大人の歯は、親知らずを除けば、右上、右下、左上、左下にそれぞれ七本ずつ、計二八本あります。しかし、歯周病や虫歯がひどく悪化すると抜歯を余儀なくされることがあります。また、事故やケガによって歯を失うケースも珍しくありません。
このように、何らかの理由で歯が抜けてしまった場合、歯科医院では失われた歯の代わりに人工の歯を補う治療が行われます。なぜなら、歯をたとえ一本でも抜けたままの状態にしておくと、見た目が悪くなるだけでなく、ほかの歯や歯ぐき、さらには体の各部に悪影響を及ぼすことになるからです。
例えば、歯が根元から抜けて空間が生じると、両隣の歯が倒れてきて歯並びが悪くなってしまう恐れがあります。歯並びが悪くなると、歯と歯のすきまに汚れがたまりやすくなります。そのため、虫歯や歯周病が起こりやすくなるのです。

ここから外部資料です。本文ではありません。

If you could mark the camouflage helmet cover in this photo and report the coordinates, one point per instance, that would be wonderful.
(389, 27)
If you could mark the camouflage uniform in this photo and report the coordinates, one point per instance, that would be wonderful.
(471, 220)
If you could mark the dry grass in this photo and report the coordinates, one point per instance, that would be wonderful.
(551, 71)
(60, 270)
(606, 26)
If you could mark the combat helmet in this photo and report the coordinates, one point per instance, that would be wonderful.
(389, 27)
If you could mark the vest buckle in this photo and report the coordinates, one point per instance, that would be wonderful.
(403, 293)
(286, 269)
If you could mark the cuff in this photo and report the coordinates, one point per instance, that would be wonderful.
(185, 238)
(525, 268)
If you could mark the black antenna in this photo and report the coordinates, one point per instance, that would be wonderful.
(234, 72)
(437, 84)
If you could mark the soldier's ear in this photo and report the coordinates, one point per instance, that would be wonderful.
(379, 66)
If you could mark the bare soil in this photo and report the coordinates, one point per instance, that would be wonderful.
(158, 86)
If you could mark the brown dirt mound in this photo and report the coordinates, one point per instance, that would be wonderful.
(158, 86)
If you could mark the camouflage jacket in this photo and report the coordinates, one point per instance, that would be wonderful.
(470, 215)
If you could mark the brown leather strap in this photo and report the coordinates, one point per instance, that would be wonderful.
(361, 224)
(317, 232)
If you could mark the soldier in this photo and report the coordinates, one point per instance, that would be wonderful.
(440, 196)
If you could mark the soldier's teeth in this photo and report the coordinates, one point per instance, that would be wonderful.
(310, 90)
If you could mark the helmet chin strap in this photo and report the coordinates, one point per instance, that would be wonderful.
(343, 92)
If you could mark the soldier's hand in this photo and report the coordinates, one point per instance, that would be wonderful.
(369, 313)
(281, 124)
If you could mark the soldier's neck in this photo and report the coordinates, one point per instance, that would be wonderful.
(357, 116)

また、私たちの歯は、上下の歯がかみ合わさっていますが、歯がなくなるとその歯とかみ合わさっていた反対側の歯が根の部分を露出させながら伸びてくるという性質があります。根の部分は細菌の感染に非常に弱いため、虫歯を一段と招きやすくなります。
ただ、一つ例外は、親知らずか第二大臼歯(親知らず以外で最も奥にある歯)が抜けた場合です。

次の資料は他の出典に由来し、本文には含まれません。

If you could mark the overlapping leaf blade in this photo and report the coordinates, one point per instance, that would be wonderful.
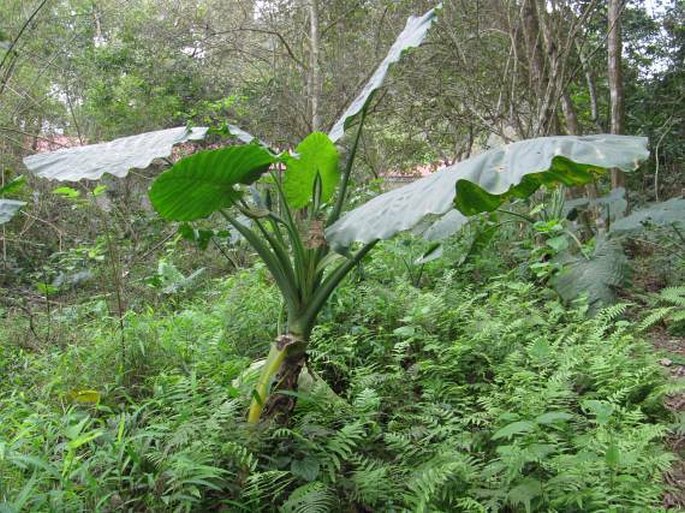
(9, 208)
(116, 157)
(598, 277)
(659, 214)
(205, 182)
(484, 182)
(412, 36)
(315, 156)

この場合は、それより奥に歯がないので、抜けたまま放置しても基本的には問題ありません。歯並びが悪くなったり、かみ合わせがズレたりすることはまずないでしょう。反対側の歯が伸びてくることはありますが、それぞれ不都合が出るのは三人に一人程度です。つまり、一番奥の歯であれば抜けたまま放置していい場合もあるのですが、そのほかの歯の場合は、抜けたまま放置しておくと非常に高い確率で体にはさまざまな悪影響が出てくるので、すぐに歯科医院で診てもらうようにしましょう。